Una de las esquinas más transitadas de La Habana es la de Tejas, donde se cruzan las avenidas Infanta, Diez de Octubre, Monte y Calzada del Cerro. Resulta difícil pasar por alto, a la izquierda, en dirección a Diez de Octubre, un edificio de la primera mitad del pasado siglo, cuyo deterioro es evidente. Si el exterior da pena, el interior espanta.
Un miembro de la familia del primer piso me dice que el edificio es de 1936. Esta numerosa familia ha vivido aquí por más de treinta años y ha visto su casa deteriorarse lenta e implacablemente. Las paredes llenas de moho y grietas profundas, el techo que suelta pedazos, una parte de la casa apuntalado. Cuando llueve, la casa es un colador.
Han ido a la Oficina de la Vivienda, pero no hay solución para su problema.
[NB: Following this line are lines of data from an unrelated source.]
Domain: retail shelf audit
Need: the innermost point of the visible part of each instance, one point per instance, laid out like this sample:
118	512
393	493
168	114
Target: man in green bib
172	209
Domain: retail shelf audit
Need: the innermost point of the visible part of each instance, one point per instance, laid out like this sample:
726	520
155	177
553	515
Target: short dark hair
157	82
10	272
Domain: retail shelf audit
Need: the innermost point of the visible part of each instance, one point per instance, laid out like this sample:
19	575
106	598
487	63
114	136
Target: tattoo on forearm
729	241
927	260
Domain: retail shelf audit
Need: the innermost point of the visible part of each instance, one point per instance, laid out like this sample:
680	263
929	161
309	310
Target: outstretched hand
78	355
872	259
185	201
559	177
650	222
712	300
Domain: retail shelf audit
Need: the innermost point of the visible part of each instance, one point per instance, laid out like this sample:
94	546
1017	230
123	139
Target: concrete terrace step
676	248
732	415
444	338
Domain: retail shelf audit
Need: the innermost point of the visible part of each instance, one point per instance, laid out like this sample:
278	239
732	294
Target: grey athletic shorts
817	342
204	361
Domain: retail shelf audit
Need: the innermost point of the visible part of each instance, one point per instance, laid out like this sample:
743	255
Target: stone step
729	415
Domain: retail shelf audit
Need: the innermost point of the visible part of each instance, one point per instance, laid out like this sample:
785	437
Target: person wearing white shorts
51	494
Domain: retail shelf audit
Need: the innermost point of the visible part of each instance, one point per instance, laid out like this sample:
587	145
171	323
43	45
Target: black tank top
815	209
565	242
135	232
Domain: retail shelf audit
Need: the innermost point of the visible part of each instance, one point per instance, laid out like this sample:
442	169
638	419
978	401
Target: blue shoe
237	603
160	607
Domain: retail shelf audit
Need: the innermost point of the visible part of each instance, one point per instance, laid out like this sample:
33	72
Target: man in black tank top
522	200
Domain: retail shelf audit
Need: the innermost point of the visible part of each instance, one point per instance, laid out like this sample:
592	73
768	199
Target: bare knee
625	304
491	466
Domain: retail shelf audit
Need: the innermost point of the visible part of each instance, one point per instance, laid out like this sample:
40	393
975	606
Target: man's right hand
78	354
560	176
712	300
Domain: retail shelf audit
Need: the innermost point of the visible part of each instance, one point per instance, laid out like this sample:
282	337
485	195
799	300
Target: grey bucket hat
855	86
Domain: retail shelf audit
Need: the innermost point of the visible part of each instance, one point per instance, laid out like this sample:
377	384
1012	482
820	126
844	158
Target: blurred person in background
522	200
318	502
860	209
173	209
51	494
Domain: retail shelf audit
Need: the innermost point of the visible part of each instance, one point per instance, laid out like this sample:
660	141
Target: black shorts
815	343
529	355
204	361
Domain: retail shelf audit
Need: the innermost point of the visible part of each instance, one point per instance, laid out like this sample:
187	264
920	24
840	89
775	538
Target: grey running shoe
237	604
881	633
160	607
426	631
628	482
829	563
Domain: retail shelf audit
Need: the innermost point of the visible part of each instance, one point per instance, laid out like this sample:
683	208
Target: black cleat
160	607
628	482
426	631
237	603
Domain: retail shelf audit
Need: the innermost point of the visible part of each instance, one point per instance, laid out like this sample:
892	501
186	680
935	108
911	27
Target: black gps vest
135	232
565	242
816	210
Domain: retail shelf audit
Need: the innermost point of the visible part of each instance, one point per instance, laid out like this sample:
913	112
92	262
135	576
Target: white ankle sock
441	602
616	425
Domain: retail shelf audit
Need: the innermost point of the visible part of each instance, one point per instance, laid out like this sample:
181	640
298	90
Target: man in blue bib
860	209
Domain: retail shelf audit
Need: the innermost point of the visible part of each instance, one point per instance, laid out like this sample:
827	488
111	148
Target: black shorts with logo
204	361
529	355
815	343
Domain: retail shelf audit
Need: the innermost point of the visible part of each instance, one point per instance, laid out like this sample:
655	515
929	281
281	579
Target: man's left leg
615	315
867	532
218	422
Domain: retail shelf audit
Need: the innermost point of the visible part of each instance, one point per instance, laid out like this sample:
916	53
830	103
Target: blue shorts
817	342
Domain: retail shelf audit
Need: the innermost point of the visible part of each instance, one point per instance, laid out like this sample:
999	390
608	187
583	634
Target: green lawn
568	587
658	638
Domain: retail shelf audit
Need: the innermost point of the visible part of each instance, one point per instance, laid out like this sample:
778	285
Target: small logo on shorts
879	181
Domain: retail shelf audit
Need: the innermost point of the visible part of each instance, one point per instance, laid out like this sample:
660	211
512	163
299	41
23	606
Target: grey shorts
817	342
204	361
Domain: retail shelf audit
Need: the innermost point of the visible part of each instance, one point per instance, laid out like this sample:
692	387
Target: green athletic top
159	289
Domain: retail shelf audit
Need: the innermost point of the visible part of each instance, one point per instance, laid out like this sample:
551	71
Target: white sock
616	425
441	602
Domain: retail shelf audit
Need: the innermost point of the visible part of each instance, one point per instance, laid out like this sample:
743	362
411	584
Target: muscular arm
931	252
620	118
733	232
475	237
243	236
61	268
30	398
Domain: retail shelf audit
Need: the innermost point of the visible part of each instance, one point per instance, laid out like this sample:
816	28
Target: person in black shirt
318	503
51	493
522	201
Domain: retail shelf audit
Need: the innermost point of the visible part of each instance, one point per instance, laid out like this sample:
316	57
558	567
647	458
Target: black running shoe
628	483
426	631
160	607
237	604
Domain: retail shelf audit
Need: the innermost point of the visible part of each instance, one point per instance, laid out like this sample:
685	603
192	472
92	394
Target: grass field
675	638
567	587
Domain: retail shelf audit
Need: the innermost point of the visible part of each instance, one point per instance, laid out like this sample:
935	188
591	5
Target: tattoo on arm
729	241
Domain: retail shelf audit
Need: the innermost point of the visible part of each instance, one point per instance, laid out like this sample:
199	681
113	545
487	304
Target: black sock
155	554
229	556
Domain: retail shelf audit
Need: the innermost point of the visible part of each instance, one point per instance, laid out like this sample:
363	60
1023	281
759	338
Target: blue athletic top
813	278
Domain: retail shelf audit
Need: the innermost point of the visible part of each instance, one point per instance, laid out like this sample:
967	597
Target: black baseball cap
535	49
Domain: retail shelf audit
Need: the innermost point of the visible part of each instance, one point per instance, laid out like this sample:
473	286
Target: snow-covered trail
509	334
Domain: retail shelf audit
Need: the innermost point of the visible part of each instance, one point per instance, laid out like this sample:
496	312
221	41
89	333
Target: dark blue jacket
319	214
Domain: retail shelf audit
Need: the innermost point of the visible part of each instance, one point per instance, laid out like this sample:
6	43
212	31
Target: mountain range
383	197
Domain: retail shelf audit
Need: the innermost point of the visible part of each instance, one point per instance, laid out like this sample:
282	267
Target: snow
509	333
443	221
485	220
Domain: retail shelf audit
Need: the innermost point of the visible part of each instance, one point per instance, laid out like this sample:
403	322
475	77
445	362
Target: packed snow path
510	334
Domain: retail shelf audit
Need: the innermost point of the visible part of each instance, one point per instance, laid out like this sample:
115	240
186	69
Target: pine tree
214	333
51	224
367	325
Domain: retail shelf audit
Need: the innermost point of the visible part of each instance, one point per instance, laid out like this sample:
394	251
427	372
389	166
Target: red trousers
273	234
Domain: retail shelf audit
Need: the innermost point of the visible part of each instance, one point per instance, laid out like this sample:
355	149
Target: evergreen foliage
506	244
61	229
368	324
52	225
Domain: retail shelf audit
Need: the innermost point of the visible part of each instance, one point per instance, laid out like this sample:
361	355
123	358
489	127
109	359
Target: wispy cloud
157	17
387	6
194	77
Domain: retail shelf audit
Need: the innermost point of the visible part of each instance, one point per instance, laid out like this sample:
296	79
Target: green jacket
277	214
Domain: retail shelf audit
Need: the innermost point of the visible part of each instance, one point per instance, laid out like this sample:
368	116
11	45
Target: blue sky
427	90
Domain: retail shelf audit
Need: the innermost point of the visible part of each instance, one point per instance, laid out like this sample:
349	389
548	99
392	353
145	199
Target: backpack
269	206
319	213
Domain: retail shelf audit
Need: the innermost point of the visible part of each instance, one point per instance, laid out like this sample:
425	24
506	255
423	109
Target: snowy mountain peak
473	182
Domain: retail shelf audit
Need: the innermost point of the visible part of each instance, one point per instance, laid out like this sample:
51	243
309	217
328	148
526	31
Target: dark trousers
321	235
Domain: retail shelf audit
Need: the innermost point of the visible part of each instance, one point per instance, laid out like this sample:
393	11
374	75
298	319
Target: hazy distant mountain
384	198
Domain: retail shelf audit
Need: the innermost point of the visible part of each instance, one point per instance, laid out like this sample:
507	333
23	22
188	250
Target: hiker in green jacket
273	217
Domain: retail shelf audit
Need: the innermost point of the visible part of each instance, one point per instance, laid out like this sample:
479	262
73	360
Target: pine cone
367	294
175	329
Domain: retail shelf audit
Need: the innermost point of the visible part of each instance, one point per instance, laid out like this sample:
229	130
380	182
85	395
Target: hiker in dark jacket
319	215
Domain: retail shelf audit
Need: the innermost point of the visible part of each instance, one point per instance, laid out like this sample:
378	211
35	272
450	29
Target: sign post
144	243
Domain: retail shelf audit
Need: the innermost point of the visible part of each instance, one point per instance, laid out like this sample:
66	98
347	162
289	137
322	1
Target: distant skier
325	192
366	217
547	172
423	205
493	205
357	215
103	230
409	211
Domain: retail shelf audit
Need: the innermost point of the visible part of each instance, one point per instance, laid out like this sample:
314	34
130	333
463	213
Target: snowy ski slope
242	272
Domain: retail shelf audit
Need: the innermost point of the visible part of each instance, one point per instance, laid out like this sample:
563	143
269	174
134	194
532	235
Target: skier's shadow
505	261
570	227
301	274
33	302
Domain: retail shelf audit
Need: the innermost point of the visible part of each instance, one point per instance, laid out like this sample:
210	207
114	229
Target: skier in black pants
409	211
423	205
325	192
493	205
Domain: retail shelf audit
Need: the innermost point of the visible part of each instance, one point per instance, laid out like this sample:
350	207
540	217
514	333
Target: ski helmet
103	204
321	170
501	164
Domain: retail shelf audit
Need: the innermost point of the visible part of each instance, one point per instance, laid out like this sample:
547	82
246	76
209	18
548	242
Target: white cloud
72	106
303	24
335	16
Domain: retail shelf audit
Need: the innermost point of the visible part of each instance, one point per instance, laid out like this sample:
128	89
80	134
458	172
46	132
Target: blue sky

No culpan al Estado, sino al vecino de los altos. “No arregla la casa, su techo filtra y el agua ha ido echando perder el de nosotros; además, cuando dan martillazos allá arriba, se caen los pedazos de techo aquí”.
Uno de los hombres de la casa afirma que ha hablado con el vecino, “pero él prefiere que esto se derrumbe para que les den algo”. Sin embargo, mi interlocutor afirma con orgullo que esta construcción es fuerte, no será fácil demolerla. “Tiene arreglo y se puede reparar el balcón, pero es muy grande, hace falta una cantidad de dinero”, que no tienen cubanos de a pie como ellos.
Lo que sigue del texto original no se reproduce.